And the great warrior and rebel cannot bear her rebuke.
These are instances both of the degree and the manner in which Volumnia’s forceful character influences her son. Indeed it is easy to see that for good and evil he is what she has made him. She is entitled to say:
Thou art my warrior:
I holp to frame thee.
(V. iii. 62.)
And though elsewhere she puts it,
Thy valiantness was mine, thou suck’dst from me,
But owe thy pride thyself;
(III. ii. 129.)
the impartial onlooker cannot make the distinction. He is bone of her bone and blood of her blood; and all her master impulses reappear in him, though not so happily commingled or in such beneficent proportion.

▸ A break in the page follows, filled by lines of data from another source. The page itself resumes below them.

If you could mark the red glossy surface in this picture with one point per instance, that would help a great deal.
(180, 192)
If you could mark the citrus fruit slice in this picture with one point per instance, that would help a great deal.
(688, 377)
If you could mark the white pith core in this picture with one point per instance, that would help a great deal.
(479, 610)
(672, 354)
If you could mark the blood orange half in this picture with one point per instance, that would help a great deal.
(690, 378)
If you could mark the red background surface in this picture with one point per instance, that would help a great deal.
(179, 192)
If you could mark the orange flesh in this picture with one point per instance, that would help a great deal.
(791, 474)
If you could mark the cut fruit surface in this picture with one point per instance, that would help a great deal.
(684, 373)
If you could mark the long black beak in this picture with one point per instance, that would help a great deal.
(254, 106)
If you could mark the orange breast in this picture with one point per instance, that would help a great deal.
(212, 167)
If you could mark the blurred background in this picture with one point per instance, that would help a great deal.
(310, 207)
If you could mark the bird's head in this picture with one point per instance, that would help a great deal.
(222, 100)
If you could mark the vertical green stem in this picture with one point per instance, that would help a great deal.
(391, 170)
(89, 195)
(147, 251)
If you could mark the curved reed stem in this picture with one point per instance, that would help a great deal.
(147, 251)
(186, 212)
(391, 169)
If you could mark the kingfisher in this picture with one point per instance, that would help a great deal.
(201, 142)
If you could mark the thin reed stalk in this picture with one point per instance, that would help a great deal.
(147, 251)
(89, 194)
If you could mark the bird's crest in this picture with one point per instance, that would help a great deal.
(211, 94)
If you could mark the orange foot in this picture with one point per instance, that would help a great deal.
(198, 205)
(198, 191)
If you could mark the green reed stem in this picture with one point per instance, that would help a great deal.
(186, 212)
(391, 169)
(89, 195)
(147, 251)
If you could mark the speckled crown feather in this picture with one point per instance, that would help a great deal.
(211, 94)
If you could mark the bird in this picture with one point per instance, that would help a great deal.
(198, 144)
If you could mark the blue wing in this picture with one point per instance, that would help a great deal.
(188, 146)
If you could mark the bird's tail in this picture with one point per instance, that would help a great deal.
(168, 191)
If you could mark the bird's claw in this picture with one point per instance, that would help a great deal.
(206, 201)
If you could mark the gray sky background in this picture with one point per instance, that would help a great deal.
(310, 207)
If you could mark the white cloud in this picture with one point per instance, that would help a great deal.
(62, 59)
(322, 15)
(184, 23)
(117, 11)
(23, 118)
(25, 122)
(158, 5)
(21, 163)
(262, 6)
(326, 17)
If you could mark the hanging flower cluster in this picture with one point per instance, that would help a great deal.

The joint operation is different and in some respects opposite, but there is hardly a feature in him that cannot be traced to its origin in Volumnia, whether by heredity or education. This is just what we might expect. Modern conjecture points to the mother rather than the father as the source of will-power and character in the offspring; and in the up-bringing of the boy Volumnia has had it all her own way. Plutarch, as we saw, in his simple fashion, notices this as a disadvantage: and though we may be sure that Plutarch’s insinuation of laxity could never be breathed against Shakespeare’s Volumnia, still she could not give her son more width and flexibility than her own narrow and rigid ideals enjoined. Moreover, her limitations when transferred to the larger sphere of his public efforts, would cramp and congest his powers, and displace his interests.